Your $200 AI session happened because you couldn’t see it happening.
Claude Opus: $15 per million input, $75 per million output. GPT-4: roughly the same ballpark. A deep coding session with a large context window can quietly cost more than your lunch. The problem isn’t the pricing — it’s the zero visibility.
What Token Tracking Actually Means
Token tracking isn’t just logging how many tokens you used after the fact.

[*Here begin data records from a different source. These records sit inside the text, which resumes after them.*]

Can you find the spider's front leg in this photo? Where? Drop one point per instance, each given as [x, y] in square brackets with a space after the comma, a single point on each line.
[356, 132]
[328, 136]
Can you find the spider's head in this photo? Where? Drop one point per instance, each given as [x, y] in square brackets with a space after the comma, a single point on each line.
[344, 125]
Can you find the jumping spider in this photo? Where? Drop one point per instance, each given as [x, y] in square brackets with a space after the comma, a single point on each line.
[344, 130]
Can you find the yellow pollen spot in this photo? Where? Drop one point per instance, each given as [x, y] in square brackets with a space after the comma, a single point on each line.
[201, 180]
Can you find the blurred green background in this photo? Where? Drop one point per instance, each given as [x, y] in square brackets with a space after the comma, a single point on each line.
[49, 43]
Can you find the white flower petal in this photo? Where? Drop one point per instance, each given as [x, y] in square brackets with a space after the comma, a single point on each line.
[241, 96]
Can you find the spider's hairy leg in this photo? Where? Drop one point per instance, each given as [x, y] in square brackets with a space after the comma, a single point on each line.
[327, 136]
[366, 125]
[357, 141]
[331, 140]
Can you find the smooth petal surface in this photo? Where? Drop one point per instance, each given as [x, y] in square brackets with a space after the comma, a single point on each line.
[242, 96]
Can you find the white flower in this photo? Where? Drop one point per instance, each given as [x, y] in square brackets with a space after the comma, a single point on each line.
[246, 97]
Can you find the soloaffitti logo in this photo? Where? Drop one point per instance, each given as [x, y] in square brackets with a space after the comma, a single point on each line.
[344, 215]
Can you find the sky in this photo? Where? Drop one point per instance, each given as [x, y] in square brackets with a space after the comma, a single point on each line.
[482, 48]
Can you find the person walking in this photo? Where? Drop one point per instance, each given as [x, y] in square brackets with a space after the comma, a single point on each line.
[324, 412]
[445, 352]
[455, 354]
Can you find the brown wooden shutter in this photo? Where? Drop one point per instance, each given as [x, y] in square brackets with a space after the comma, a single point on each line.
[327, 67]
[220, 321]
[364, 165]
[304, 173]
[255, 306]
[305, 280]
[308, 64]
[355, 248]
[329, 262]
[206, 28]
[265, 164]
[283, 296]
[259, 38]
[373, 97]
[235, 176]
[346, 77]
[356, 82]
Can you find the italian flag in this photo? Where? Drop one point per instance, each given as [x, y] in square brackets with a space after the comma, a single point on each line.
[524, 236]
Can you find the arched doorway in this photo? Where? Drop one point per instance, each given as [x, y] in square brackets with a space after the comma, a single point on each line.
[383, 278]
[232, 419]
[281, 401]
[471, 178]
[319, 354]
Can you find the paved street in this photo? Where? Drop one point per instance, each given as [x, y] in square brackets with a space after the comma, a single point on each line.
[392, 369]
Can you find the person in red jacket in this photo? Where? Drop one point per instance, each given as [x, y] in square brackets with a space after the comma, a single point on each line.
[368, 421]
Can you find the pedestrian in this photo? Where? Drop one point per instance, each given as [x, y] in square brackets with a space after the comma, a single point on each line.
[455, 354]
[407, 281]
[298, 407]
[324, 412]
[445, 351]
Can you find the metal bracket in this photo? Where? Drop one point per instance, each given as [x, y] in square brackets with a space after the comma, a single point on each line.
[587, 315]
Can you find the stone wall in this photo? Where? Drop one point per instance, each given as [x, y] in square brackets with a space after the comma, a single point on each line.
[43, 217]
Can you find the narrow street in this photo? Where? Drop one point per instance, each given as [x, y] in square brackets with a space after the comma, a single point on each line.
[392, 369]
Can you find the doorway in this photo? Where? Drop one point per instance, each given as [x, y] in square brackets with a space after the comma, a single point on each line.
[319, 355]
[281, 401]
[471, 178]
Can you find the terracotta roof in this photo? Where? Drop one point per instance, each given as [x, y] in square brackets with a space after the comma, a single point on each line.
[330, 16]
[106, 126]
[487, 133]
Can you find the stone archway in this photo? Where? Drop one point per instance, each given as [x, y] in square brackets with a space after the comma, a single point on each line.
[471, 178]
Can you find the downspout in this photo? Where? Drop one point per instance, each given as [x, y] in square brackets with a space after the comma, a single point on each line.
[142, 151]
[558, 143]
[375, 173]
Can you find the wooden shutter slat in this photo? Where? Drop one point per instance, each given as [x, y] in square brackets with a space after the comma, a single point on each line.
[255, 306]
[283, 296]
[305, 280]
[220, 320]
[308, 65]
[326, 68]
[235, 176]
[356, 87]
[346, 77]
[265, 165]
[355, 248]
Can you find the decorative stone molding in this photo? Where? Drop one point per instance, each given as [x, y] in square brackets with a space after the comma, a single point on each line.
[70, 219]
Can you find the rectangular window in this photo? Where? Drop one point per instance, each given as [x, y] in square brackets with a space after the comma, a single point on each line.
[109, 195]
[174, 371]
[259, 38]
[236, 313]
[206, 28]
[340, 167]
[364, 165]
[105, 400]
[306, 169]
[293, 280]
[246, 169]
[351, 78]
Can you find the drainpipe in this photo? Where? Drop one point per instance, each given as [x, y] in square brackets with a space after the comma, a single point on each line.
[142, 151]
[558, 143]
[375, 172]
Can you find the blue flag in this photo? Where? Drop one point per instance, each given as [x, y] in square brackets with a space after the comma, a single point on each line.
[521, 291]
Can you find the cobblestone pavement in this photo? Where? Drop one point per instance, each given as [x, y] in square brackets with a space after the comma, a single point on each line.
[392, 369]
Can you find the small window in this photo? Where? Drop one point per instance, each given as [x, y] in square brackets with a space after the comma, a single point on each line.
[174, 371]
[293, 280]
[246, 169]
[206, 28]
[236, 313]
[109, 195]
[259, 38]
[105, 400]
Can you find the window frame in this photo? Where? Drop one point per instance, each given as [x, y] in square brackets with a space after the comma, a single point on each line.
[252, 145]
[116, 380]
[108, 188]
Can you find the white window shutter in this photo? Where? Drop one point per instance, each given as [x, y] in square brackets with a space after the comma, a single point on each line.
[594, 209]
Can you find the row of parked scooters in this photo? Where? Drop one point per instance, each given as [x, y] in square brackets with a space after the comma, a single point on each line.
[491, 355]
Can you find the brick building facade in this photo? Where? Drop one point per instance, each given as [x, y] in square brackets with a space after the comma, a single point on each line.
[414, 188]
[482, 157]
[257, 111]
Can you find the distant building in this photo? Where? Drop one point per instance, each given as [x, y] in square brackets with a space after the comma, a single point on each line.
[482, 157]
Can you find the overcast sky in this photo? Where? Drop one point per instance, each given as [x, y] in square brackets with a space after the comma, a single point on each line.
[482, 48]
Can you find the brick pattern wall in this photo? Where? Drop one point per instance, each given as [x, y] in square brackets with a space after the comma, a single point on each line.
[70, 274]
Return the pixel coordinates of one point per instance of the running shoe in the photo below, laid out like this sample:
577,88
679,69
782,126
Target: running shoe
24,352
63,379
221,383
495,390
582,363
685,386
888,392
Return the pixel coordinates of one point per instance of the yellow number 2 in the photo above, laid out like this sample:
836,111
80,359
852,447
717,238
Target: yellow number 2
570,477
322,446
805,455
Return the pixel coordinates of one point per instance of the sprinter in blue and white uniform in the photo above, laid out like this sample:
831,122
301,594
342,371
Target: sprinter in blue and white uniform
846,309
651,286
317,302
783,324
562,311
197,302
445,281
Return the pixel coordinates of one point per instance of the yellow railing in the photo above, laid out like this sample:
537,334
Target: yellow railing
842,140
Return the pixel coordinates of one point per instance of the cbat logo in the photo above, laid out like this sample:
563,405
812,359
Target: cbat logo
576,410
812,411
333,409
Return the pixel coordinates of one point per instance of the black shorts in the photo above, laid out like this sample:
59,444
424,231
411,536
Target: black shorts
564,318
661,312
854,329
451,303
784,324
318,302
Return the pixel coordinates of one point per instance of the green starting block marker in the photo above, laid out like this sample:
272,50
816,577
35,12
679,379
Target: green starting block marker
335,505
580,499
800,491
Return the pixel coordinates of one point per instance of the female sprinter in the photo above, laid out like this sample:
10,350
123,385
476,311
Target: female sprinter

Real-time tracking means seeing, while the conversation is happening:
- Context window composition — How much of your input is system prompt vs conversation history vs actual task?
- Response cost breakdown — Which model responded, how many tokens, what did that specific response cost?
- Per-provider tracking — When you switch between Claude and GPT mid-session, where did the money go?
- Budget alerts — Know before you hit your limit, not after.
How TinkerClaw Does It
Tinker UI — our real-time dashboard — shows token data as treemaps. You see your context window as colored blocks: system prompt in one color, conversation history in another, tool results in a third. The proportions shift with every message.
The response treemap does the same for output: model used, token count, cost, latency. All live. No refreshing, no waiting for a billing dashboard the next morning.
Practical Cost Reduction Strategies
- Cut your system prompt. We went from 23.5KB to 12KB without losing capability. Every byte saved is money saved on every message.
- Route by task. Heartbeats on Haiku ($0.25/M), not Opus ($15/M). That’s a 60x cost difference for the same result.
- Set budget pressure thresholds. Above 85% weekly spend, cap at Sonnet. Above 95%, drop to Haiku. Automatic, no surprises.
- Use flat-rate models for automated work. Cron jobs, background tasks, self-improvement loops — all flat-rate. Metered models only for interactive sessions.
The Numbers
After implementing real-time tracking and budget-aware routing:
- Average daily cost dropped by roughly 60%
- Zero surprise bills (budget alerts fire before limits hit)
- Same agent capability — just smarter about which model handles what
Stop guessing what your AI costs. Start seeing it.